Where Do They Find So Many O’Malleys?

Tony Hillerman

One consistent theme in the magnificent mystery novels of Tony Hillerman is the Federal Bureau of Investigation. The FBI has jurisdiction over all murders on federal reservations, but the Navaho Tribal Police do all the legwork. And the FBI never tells anyone anything, especially not the Navaho Tribal Police.

This is a funny passage from Dance Hall of the Dead, one of Hillerman’s best books. The only way Lieutenant Joe Leaphorn of the Navaho Tribal Police knows that drugs are involved in a homicide he’s working on is because a guy has bad teeth.

Leaphorn is at a briefing with a typical FBI agent named O’Malley:

“Leaphorn found his attention diverted again.  Why, he was thinking, were FBI agents so often exactly like O’Malley?
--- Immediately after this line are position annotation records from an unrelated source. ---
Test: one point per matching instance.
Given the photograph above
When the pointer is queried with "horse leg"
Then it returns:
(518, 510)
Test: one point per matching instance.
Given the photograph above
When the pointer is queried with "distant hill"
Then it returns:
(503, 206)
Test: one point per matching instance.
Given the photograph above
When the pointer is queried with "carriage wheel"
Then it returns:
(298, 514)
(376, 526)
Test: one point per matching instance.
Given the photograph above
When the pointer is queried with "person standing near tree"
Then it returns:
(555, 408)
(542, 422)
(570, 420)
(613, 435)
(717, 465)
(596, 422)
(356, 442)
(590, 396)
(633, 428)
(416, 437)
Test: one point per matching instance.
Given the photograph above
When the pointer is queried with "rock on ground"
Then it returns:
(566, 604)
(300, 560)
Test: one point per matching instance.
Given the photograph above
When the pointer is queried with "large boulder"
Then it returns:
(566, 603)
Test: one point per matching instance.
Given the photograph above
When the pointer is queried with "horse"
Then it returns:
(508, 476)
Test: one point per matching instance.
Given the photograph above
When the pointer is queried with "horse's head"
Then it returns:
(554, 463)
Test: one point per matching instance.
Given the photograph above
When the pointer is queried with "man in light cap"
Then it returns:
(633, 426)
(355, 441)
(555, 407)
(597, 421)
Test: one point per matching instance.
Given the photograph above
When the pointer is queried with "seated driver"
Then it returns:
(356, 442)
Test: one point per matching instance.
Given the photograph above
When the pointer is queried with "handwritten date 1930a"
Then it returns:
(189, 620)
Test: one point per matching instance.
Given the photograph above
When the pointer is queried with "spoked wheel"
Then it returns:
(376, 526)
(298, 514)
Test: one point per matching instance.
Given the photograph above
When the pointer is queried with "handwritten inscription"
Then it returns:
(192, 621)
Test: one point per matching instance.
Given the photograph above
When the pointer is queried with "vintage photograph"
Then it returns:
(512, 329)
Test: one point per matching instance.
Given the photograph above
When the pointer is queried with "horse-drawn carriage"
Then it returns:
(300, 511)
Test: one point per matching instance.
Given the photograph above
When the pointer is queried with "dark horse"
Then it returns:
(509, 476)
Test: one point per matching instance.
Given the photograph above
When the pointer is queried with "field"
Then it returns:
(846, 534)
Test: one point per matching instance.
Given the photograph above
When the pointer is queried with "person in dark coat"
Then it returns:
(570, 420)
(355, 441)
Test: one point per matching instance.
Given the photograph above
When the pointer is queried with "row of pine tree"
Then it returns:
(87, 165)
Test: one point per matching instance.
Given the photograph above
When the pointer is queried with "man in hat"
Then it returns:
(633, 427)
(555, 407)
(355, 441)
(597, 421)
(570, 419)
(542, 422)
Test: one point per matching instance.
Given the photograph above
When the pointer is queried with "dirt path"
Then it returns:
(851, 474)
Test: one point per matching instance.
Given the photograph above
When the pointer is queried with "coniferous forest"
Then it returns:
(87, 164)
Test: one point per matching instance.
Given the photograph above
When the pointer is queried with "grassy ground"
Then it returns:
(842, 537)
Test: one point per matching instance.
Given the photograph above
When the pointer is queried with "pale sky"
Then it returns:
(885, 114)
He saw that the white man who sat beside O’Malley had noticed the eyebrow gesture, had interpreted it for exactly what it was, and was grinning at Leaphorn a friendly, sympathetic, lopsided grin.

“This man was maybe fifty, with a pink, freckled, sagging, hound-dog face and a shock of sandy hair. O’Malley had introduced him simply as ‘Agent Baker.’ As O’Malley must have intended, this left the impression that Baker was another FBI agent. It had occurred to Leaphorn earlier that Baker was not, in fact, an agent of the Federal Bureau of Investigation. He didn’t look like one. He had bad teeth, irregular and discolored, an an air of casual sloppiness,  and something about him which suggested a quick, inquisitive, impatient intelligence.

“Leaphorn’s extensive experience with the FBI suggested that any of these three characteristics would prevent employment.”

[So Baker must be from the Drug Enforcement Agency.]

“The FBI people always seemed to be O’Malleys — trimmed, scrubbed, tidy, able to work untroubled by any special measure of intelligence. O’Malley was still talking. Leaphorn looked at him, wondering about this FBI policy. Where did they find so many O’Malleys?

“He had a sudden vision of an office in the Department of Justice building in Washington, a clerk sending out draft notices to all the male cheerleaders and drum majors at USC, Brigham Young, Arizona State, and Notre Dame, ordering them to get their hair cut and report for duty.”